# Rebuttal ICASSP
First, we would like to thank all the reviewers for their useful and mostly enthusiastic comments on our paper submission. We will proceed by answering to each reviewer individually.
**Answer to reviewer #1**
We are glad that you think we presented a nice idea in this paper.
*"I would like to see a bit more discussion elaborating on the continuous case"*
We would indeed have liked to elaborate further on the continuous modeling of dynamical systems, yet we needed to describe the discrete setting in detail since, in the experiments that we presented, the training setup was fully discrete and the continuous modeling was only used in the testing phase with a fixed trained model. ~~Training a model directly with a continuous model, although theoretically simple, features technical difficulties (e.g. for an efficient parallelized training) which we will likely discuss in future work.~~
*"For example, the authors should describe why the exponential is a better choice, compared to a linear step in the direction of the derivative (i.e., why should I not take z(t0)+ΔtDz(t0) as an estimate of z(t0+Δt))?"*
~~In fact, we used an exponential because it is the exact solution of the linear ODE that we introduced. There is indeed a lot of litterature that uses numerical integration schemes to track the evolution of latent states, notably neural ODE or previous works from our team (e.g. https://arxiv.org/abs/1712.07003). It was here unnecessary since we have a trivial dynamical system due to the fact that matrix K (and therefore D) is fixed over time.~~ We will comment on this by adding this sentence in the paper : "While many works, e.g. neural ODEs [appropriate reference], use a numerical integration scheme to model a continuous output, we do not need to do so since our model can be solved analytically."
**Answer to reviewer #5**
*"The discussion of the orthogonality lacks references and theoretical proof to support the arguments"*
We indeed decided to use intuitive ideas rather than equations and references in this discussion. The same regularization term as ours has indeed been used in other works, for other tasks, and we will refer to some of them to strenghten our argumentation (e.g. equation 7 from http://proceedings.mlr.press/v70/vorontsov17a/vorontsov17a.pdf or equation 1 from https://proceedings.neurips.cc/paper/2018/file/bf424cb7b0dea050a42b9739eb261a3a-Paper.pdf).

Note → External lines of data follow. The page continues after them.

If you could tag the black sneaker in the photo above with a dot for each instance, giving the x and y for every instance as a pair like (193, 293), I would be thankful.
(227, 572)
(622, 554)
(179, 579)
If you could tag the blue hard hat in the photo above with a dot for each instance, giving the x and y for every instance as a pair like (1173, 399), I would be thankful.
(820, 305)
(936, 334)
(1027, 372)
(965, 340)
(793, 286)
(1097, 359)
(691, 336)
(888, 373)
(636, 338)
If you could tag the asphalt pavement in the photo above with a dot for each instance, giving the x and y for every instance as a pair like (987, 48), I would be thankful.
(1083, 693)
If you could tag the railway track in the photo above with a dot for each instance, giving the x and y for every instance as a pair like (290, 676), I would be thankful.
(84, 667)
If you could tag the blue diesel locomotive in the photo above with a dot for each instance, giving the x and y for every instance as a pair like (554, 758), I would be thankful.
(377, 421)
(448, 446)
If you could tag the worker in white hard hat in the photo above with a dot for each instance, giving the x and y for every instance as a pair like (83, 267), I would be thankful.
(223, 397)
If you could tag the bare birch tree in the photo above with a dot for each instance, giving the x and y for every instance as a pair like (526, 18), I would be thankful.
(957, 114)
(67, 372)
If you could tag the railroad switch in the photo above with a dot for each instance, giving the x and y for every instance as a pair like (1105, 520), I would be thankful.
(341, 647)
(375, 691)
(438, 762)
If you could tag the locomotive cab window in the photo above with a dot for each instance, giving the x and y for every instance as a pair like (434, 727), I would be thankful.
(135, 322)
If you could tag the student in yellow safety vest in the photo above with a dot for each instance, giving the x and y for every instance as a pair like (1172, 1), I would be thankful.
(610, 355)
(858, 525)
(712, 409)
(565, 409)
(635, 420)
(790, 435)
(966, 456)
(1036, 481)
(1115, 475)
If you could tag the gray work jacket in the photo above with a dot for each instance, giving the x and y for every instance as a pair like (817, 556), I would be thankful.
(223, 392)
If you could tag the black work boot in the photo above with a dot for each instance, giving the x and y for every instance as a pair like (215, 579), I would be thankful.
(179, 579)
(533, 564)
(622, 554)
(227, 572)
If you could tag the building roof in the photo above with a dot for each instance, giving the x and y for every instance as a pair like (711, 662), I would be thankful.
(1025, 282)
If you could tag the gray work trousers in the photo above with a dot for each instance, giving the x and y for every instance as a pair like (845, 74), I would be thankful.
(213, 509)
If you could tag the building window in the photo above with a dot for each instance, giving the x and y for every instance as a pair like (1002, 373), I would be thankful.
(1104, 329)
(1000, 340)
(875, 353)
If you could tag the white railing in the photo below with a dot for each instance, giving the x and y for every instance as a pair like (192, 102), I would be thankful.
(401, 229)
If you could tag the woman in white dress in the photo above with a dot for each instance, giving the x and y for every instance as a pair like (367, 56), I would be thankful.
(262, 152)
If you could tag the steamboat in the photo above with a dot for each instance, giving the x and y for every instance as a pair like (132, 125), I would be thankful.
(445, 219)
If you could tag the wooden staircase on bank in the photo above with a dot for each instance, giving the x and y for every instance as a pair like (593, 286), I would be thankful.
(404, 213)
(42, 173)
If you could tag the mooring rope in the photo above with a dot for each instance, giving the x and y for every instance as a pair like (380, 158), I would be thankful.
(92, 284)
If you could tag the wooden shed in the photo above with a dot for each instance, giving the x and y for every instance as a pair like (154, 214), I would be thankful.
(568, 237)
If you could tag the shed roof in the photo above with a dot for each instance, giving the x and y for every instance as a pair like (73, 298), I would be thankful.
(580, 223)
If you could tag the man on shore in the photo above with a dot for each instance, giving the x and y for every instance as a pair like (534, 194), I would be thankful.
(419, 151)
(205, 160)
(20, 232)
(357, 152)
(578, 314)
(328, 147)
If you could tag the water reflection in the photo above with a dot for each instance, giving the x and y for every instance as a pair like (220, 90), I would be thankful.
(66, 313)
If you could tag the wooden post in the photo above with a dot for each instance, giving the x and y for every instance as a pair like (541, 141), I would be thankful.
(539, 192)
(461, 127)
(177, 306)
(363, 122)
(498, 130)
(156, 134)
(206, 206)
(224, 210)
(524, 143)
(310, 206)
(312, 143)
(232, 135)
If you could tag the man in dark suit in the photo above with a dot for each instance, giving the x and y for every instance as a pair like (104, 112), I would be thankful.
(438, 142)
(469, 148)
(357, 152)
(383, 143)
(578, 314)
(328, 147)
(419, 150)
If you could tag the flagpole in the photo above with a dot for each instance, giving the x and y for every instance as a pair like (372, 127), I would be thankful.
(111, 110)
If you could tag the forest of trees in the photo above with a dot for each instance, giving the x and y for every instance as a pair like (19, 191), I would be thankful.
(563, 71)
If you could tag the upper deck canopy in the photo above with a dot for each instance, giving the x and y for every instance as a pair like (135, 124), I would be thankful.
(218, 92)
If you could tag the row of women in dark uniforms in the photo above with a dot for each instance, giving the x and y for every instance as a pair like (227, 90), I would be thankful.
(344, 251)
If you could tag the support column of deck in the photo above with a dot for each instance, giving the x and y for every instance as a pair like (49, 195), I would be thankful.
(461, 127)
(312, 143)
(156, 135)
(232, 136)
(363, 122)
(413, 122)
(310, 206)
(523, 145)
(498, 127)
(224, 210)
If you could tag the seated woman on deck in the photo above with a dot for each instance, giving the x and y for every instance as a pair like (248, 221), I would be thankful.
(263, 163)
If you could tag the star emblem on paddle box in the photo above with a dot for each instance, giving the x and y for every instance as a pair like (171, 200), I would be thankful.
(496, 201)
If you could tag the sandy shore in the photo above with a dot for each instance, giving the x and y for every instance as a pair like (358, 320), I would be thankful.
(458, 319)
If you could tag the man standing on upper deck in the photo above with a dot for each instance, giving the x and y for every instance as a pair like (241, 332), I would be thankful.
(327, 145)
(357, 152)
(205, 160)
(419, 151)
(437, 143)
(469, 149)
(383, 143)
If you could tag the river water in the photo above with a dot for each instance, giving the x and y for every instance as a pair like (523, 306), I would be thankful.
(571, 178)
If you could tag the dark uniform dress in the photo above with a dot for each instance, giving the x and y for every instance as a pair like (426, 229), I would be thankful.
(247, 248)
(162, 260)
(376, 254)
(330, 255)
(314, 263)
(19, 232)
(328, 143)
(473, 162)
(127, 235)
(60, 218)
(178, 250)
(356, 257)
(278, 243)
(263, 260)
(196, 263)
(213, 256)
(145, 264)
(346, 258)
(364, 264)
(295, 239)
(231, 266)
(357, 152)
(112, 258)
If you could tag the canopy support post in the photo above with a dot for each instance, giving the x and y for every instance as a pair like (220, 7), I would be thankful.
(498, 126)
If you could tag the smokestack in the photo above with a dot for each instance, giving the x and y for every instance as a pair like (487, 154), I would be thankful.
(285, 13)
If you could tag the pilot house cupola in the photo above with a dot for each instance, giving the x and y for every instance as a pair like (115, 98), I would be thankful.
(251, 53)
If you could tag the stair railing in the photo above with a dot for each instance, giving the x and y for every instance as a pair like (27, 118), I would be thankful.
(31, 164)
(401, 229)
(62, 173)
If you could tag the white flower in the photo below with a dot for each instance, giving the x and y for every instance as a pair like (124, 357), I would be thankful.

*"How effective is the introduced loss term?"*
This question is addressed in the experiments with our "ablated version", which is precisely our method without the orthogonality term in the training loss. See Table 1 of the paper and the associated discussion.
*"Will we get a consistent trend when varying sampling rates ?"*
We considered answering this question when writing the paper, but we chose to focus on simpler experiments due to the space limitations. However, we have made experiments with various sampling rates on the fluid flow dataset which indeed seem to show a consistent trend.
| Sampling period | DeepKoopman MSE | Our method MSE |
| -------- | -------- | -------- |
| 2 time steps | 1.44 x 10^⁻6 | 1.11 x 10^-6 |
| 5 time steps | 1.36 x 10^⁻5 | 1.39 x 10^-6 |
| 10 time steps | 2.15 x 10^⁻4 | 1.62 x 10^-6 |
| 20 time steps | 2.31 x 10^⁻3 | 2.31 x 10^-6 |
While all methods see their performance decrease when the sampling period increases, our method (without orthogonality loss here) is still able to provide good interpolations even at very low frequencies whereas the DeepKoopman interpolation is hardly better than a linear interpolation in the observation space.
*"(1) Why does the proposed method (ablated) perform better in LF (low frequency) setting than in HF?"*
The answer is that in the HF setting the training time series are 20 times longer, which means that if K is not orthogonal then the latent states will diverge exponentially fast far a greater number of steps, leading to large errors. This is true only for the pendulum dataset since the fluid flow time series are not long enough for this problem to emerge. We discuss this in the paper already : "the orthogonality constraint is crucial to keep the predictions stable when modeling very long time series, in particular for conservative models such as this one" (there is a mistake here : we will replace "model" by "systems")
*"(2) Follow up (1) is the proposed method sensitive to hyperparameter choices?"*
Our method is quite marginally sensitive to its introduced hyperparameters. As mentioned in the paper, we never felt the need to choose a relative importance between prediction and linearity loss terms. Our approach for fixing the weight of the orthogonality loss term was just to find the first power of 10 that ensures a near-orthogonality of the final matrix K, i.e. ensure that K.K^T is close to I. Basically, it is unlikely to obtain an (almost) orthogonal matrix K without the orthogonality loss term, so we just have to make this term sufficiently strong to enforce the (approximate) orthogonality while still representing a small part of the total loss.
**Answer to reviewer #8**
Thank you for pointing out some mistakes in the document layout : we will correct those.
We were not aware of the paper that you mentioned, but it is indeed fairly close to ours despite relying on standard methods. We will definitely mention it and might draw inspiration from it for future works. We will cite the paper along with another one in this sentence : "Some works have introduced practical ways to obtain stable Koopman models : [ref1], [ref2]"